Preferably, wetted acetylated wood elements are maintained under
low oxygen conditions, such as under inert gas and/or vacuum, from the
acetylation step to inlet of the wetting chamber. Herein, low oxygen
conditions include an oxygen partial pressure of for example less than 5 kPa
or less than 2 kPa. This advantageously allows for preventing charring of
the wood elements. Accordingly, the wetted acetylated wood elements are
hot, e.g. 120 °C or more, such as 150 °C or more, from the acetylation step to
inlet of the wetting chamber and also at the inlet of the wetting chamber.
The hot acetylated wood elements may be transported through the
wetting chamber for instance by gravity flow or using a conveyor.

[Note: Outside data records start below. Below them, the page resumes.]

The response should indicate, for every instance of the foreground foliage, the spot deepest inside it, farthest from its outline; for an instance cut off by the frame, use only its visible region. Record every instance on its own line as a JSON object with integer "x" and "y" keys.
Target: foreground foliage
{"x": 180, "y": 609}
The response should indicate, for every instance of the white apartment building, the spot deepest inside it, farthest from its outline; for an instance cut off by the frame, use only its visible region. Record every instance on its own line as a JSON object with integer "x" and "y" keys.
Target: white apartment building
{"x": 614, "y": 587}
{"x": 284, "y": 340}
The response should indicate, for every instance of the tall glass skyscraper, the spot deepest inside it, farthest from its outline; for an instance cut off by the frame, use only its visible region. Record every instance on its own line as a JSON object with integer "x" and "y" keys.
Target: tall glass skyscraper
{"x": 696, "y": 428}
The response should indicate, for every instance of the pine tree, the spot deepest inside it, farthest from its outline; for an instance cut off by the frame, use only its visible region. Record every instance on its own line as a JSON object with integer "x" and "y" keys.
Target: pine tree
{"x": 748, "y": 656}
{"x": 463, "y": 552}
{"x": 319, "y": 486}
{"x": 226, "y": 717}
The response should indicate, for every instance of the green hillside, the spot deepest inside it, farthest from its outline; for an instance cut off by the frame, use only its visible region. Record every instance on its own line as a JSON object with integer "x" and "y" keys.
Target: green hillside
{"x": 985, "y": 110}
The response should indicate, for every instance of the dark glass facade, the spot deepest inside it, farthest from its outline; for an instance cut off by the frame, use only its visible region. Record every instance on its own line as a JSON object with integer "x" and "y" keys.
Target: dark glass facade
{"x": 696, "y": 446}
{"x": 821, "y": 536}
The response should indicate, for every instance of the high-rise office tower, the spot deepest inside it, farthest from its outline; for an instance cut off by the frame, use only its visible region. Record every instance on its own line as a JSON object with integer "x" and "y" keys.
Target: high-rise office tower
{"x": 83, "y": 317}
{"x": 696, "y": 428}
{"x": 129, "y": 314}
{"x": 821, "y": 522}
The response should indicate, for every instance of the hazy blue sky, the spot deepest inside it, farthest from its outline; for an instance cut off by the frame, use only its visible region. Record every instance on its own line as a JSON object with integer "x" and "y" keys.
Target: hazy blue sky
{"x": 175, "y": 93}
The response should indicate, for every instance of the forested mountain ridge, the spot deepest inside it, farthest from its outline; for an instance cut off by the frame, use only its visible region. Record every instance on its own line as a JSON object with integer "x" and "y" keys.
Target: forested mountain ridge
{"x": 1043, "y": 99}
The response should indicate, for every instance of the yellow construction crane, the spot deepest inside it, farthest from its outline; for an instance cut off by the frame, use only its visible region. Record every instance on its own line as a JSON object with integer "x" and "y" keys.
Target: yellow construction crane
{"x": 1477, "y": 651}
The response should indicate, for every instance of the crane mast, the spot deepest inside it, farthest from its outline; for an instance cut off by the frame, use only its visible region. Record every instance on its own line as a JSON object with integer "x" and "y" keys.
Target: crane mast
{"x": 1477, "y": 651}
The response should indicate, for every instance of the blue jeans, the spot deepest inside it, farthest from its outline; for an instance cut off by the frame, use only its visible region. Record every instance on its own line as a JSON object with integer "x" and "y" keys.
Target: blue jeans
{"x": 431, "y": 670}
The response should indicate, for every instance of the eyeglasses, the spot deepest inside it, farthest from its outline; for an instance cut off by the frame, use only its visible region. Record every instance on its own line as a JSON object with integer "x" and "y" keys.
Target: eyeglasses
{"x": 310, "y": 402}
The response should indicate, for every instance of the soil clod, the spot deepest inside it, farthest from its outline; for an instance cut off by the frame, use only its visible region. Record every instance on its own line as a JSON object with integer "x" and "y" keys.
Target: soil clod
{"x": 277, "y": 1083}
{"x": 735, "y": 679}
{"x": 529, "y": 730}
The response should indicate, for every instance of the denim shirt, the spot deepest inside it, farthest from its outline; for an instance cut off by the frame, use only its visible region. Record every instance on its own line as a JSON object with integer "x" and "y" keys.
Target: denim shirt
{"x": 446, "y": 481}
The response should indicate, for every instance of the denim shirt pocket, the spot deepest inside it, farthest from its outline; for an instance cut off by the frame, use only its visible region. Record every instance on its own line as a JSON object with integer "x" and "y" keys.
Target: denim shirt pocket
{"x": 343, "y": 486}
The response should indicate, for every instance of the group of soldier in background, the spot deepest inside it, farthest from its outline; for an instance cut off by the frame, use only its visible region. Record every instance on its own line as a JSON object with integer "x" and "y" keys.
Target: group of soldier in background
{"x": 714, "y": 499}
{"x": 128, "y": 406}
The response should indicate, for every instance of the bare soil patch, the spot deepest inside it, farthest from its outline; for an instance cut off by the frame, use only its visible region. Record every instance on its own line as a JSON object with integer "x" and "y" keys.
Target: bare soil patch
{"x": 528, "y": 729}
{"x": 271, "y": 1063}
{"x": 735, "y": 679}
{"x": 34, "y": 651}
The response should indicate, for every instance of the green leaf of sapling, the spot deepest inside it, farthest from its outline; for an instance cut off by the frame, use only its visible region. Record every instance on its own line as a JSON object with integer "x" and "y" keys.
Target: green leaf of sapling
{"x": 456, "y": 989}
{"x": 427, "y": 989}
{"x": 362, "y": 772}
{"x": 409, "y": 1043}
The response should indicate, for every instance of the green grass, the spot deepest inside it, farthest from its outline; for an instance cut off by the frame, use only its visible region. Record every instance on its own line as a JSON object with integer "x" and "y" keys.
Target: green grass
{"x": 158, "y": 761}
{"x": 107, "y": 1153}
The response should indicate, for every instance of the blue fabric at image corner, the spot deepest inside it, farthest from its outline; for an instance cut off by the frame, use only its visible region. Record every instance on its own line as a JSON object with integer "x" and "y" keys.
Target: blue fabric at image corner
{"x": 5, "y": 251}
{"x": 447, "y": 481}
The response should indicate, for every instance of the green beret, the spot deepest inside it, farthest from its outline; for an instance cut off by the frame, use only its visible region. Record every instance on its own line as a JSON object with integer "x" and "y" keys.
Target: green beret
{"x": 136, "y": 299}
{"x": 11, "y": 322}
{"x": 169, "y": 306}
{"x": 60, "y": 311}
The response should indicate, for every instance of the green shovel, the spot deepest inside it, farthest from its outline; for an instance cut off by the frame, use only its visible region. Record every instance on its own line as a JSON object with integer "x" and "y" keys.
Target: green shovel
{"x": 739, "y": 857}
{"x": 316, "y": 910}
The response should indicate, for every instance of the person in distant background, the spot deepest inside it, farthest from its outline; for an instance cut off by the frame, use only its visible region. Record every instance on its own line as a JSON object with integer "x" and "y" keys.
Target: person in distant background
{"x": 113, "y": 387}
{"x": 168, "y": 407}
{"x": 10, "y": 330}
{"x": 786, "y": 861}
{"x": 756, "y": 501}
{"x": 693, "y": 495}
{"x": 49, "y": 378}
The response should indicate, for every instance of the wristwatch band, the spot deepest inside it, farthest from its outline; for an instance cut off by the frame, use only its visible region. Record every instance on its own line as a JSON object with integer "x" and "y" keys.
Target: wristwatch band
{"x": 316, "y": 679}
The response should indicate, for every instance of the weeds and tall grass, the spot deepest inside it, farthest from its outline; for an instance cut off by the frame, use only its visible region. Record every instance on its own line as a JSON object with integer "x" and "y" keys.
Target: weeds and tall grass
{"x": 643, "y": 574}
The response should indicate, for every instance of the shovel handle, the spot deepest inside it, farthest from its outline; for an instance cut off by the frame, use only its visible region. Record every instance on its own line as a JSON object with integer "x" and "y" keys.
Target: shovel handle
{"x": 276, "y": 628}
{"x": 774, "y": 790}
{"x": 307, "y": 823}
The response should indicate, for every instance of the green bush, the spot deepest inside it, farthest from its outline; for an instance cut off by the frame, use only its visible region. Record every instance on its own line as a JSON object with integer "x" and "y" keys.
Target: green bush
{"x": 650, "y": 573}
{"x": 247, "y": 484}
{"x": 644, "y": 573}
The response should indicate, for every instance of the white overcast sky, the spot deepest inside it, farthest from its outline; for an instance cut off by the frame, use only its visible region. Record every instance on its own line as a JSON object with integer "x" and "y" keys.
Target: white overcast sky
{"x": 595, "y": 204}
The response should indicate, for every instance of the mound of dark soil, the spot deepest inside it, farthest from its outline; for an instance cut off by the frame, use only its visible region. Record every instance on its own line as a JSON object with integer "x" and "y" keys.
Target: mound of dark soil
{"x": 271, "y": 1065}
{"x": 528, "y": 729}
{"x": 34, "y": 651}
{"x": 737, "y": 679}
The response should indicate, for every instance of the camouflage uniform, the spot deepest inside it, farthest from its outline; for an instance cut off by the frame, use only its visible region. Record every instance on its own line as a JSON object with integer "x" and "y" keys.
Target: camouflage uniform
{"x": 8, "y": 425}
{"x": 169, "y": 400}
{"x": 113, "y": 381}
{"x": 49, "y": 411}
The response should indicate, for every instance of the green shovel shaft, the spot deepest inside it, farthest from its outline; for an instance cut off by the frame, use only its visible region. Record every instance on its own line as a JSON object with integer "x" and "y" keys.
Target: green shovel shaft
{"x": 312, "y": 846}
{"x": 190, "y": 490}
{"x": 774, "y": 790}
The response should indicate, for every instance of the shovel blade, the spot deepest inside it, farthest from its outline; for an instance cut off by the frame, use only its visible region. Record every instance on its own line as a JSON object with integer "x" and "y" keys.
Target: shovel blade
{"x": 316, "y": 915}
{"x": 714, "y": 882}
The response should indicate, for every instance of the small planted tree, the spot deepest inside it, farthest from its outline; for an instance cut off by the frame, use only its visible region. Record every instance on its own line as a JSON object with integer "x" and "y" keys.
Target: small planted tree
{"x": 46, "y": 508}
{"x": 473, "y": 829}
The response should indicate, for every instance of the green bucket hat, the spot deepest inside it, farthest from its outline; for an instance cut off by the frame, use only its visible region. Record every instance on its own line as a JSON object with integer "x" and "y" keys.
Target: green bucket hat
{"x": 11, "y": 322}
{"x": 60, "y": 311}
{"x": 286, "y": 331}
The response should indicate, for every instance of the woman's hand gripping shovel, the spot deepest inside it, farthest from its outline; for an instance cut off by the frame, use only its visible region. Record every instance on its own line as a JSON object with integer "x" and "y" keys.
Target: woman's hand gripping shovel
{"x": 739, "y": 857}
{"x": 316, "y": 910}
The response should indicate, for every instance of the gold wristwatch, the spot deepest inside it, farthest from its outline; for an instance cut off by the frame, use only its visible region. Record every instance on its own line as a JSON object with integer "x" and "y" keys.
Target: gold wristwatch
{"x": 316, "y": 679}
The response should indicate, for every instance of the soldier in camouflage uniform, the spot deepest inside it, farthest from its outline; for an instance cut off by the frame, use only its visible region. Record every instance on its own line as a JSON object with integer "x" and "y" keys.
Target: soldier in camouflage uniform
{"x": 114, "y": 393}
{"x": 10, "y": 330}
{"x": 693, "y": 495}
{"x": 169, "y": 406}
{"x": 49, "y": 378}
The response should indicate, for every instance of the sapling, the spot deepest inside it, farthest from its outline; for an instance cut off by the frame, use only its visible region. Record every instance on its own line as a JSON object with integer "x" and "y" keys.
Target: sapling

Preferably, a part or all of the water is supplied to the wood
elements by spraying, preferably to provide homogenously wetted wood
elements. Spraying also provides for limited sensible heat exchange during
wetting of wood elements. Preferably, the wood elements are wetted in a
chamber comprising at least one liquid distributor for spraying water.
Preferably, the water is sprayed through nozzles. Optionally, water is
sprayed as droplets having a volume mean diameter of at least 100 μm, or
at least 250 μm, such as in the range of 250 to 550 μm. In the preferred
process, spraying is used for distributing and providing liquid water over
the surfaces of the hot acetylated wood elements and in the voids between
hot acetylated wood elements, rather than to promote evaporation of
droplets. Spraying may include showering water, for example with a moving
head. Optionally, less than 10 wt.% of the introduced liquid water
evaporates in the wetting chamber, optionally without contact with
acetylated wood elements.
The cooling further comprises an evaporation step comprising
exposing the wetted wood elements to a gaseous medium, in particular to a
gas flow, usually in an evaporation section. Preferably, the acetylated
wetted wood elements at the beginning of such exposure to the gas flow
and/or at the inlet of such an evaporation section have a temperature of
120 °C or more, such as 150 °C or more As a result of this exposure, water
evaporates from the wood elements, and the required heat of vaporisation is
withdrawn from the wood elements, thereby decreasing the temperature of
the wood elements. Preferably, during the exposure to the gas flow, the
temperature decreases by at least
Preferably, the wetted wood elements are exposed to a gas flow
such that water vapour is continuously removed from the wood elements.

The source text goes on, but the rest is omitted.